As part of denying the DOJ’s motion to dismiss, the District Court looked at the evidence in the record, just as the First Circuit did in NHLC. The Court acknowledged the DOJ had previously told New York and Illinois officials that using IGT-provided lottery systems would be criminal, stating: “These direct statements about IGT’s business, which align precisely with the formally adopted 2018 OLC Opinion, strongly support the conclusion that IGT faces a realistic and substantial threat of prosecution for its lottery business.”

In making its determination on the DOJ’s motion to dismiss, the District Court had to address only one argument not made in NHLC. The DOJ argued that the holding in NHLC already “prevents any threat of IGT’s successful prosecution anywhere in the First Circuit, including in Rhode Island.” The Court disagreed and found this to be the wrong test as the analysis is “whether IGT faces a realistic threat of prosecution, not whether it faces the threat of successful prosecution here [in the First Circuit]." And, for the reasons above, the Court found a realistic threat.

After denying the DOJ’s motion to dismiss, the Court addressed IGT’s motion for summary judgment. The DOJ expressed concerns that entering into a declaratory judgment in favor of IGT meant that any entity meeting the jurisdictional requirements to seek a declaratory judgment in the First Circuit could obtain the benefit of First Circuit precedent outside of the First Circuit, as well.

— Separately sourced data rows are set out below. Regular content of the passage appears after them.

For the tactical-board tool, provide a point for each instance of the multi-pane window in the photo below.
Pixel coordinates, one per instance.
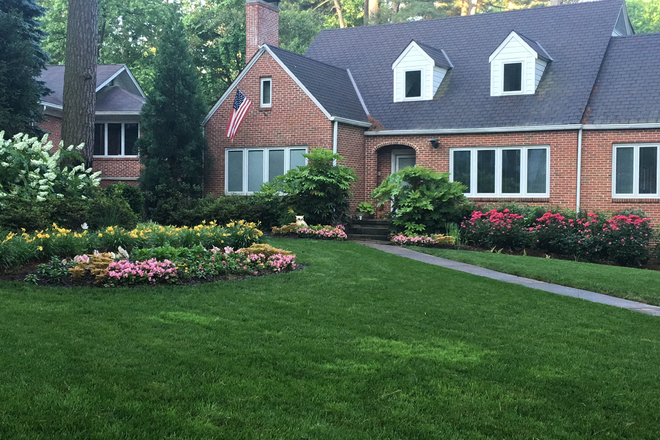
(413, 84)
(116, 139)
(248, 168)
(512, 77)
(266, 92)
(502, 171)
(635, 171)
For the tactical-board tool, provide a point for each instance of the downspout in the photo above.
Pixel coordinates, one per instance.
(579, 173)
(334, 143)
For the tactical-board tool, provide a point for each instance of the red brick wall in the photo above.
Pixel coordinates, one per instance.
(563, 158)
(53, 125)
(596, 180)
(117, 167)
(292, 120)
(350, 145)
(261, 26)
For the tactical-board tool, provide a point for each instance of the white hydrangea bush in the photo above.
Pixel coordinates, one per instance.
(28, 170)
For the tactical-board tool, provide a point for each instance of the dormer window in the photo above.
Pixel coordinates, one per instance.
(512, 80)
(517, 66)
(413, 84)
(418, 72)
(266, 92)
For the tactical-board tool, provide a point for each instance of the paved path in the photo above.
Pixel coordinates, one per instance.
(534, 284)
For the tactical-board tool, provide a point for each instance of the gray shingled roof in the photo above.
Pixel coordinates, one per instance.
(576, 36)
(331, 86)
(53, 76)
(536, 47)
(116, 99)
(627, 90)
(437, 55)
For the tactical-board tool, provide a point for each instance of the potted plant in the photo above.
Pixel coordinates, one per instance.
(365, 210)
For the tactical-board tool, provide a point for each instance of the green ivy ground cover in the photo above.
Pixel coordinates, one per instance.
(623, 282)
(359, 345)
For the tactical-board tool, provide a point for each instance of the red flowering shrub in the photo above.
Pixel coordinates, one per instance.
(496, 229)
(626, 239)
(623, 239)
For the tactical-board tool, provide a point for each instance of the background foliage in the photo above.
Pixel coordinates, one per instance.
(130, 30)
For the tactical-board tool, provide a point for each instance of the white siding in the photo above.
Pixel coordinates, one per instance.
(416, 59)
(540, 68)
(515, 51)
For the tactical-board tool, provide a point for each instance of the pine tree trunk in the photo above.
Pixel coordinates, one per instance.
(80, 76)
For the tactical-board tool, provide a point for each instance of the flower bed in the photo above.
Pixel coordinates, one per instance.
(163, 265)
(19, 249)
(622, 239)
(319, 232)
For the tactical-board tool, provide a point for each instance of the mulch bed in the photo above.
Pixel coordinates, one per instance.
(88, 279)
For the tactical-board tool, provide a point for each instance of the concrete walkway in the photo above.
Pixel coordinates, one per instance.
(534, 284)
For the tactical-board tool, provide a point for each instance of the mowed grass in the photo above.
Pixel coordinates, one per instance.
(623, 282)
(359, 345)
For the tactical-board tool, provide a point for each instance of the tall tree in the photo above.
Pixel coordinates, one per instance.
(172, 145)
(21, 63)
(79, 97)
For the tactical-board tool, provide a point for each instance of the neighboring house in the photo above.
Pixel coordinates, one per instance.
(119, 100)
(555, 105)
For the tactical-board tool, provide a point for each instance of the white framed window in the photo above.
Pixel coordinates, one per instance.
(635, 169)
(512, 77)
(266, 92)
(502, 171)
(413, 84)
(247, 168)
(112, 139)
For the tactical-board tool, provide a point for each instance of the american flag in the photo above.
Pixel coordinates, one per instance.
(241, 106)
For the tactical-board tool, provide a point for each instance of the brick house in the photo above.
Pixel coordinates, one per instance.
(556, 105)
(119, 100)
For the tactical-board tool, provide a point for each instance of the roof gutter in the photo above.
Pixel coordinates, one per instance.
(352, 122)
(474, 130)
(566, 127)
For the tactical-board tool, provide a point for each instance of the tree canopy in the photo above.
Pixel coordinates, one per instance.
(21, 63)
(130, 30)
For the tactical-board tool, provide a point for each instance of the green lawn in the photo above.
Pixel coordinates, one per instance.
(624, 282)
(359, 345)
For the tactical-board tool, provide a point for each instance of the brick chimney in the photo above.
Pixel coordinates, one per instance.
(262, 23)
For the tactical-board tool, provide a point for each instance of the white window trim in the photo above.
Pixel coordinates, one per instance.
(522, 77)
(421, 85)
(123, 140)
(265, 150)
(261, 93)
(498, 171)
(635, 194)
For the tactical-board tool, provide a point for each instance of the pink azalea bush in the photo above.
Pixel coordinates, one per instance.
(323, 232)
(152, 271)
(413, 240)
(490, 229)
(623, 239)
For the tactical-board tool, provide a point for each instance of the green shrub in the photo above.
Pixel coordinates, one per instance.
(110, 211)
(131, 194)
(319, 191)
(423, 200)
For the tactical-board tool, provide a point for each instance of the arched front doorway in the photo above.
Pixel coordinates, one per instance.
(393, 158)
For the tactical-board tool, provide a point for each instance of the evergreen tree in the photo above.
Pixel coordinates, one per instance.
(172, 143)
(21, 63)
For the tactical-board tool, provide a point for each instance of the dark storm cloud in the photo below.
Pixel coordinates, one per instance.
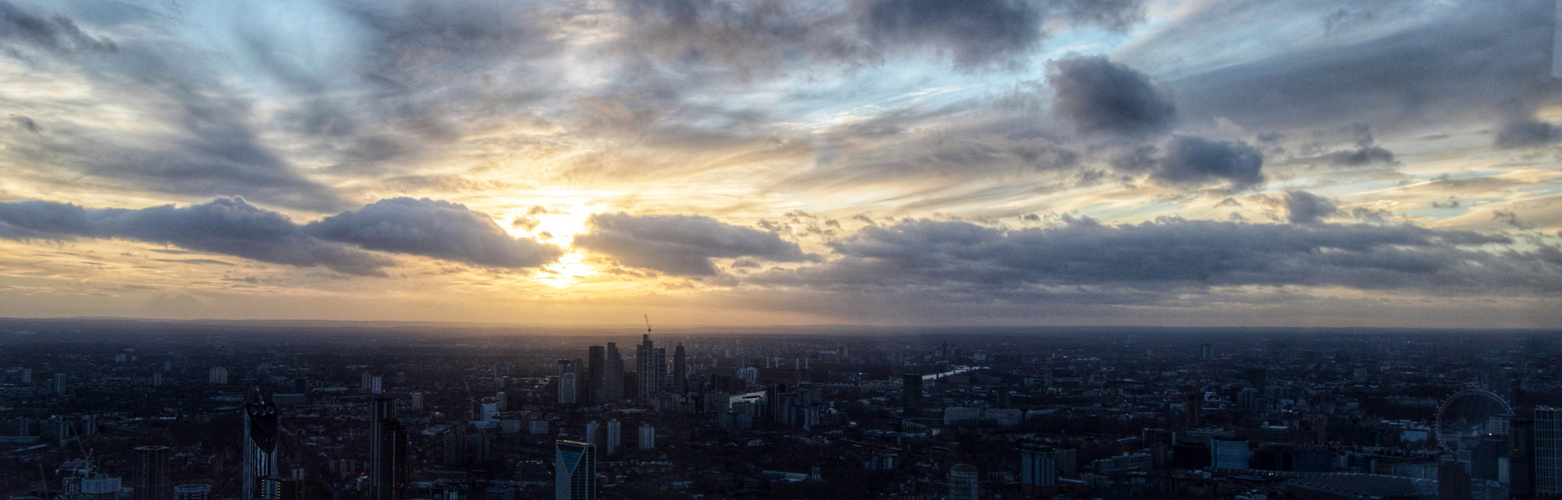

To the DOJ, granting declaratory judgment in favor of IGT ultimately meant that any similarly situated business could pursue the same route and insulate itself from prosecution for any non-sports event in all jurisdictions.

In rejecting the DOJ’s concerns, the District Court explained that the fact “that both parties here operate nationwide does not turn a declaratory judgment between the parties into a nationwide injunction against the DOJ generally, prevent the DOJ from prosecuting any non-party, or necessarily arrest the development of the law in other circuits.”

The Court sought to protect the broad swaths of IGT’s business developed through its reliance on the 2011 Opinion’s protections – which subsequently ran afoul of the 2018 Opinion. According to the Court, should the DOJ issue guidance ending its deferral period for state lotteries, IGT would “have 90 days to substantially revamp or end its state lotteries in 37 states.” The Court found it troubling that, if the DOJ issued a non-favorable opinion on lotteries, IGT would have only ninety days to wind-up operations that impact “some significant portion of the 25.3 billion dollars that state lotteries generate for state budgets annually.” This reasoning was used in NHLC, as well.

Given these concerns, the Court determined that the issuance of declaratory judgment in favor of IGT was warranted. The Court’s goal was to clarify and settle the legal relations at issue and afford IGT relief from the uncertainty created by the DOJ. Finally, the Court made it clear that the scope of the relief would bind the DOJ from prosecuting IGT everywhere IGT operates in the United States.

Footnotes:

  1. International Game Technology PLC et. al. v. Garland et. al., case number 1:21-cv-00463, in the U.S. District Court for the District of Rhode Island.

DISCLAIMER: Because of the generality of this update, the information provided herein may not be applicable in all situations and should not be acted upon without specific legal advice based on particular situations.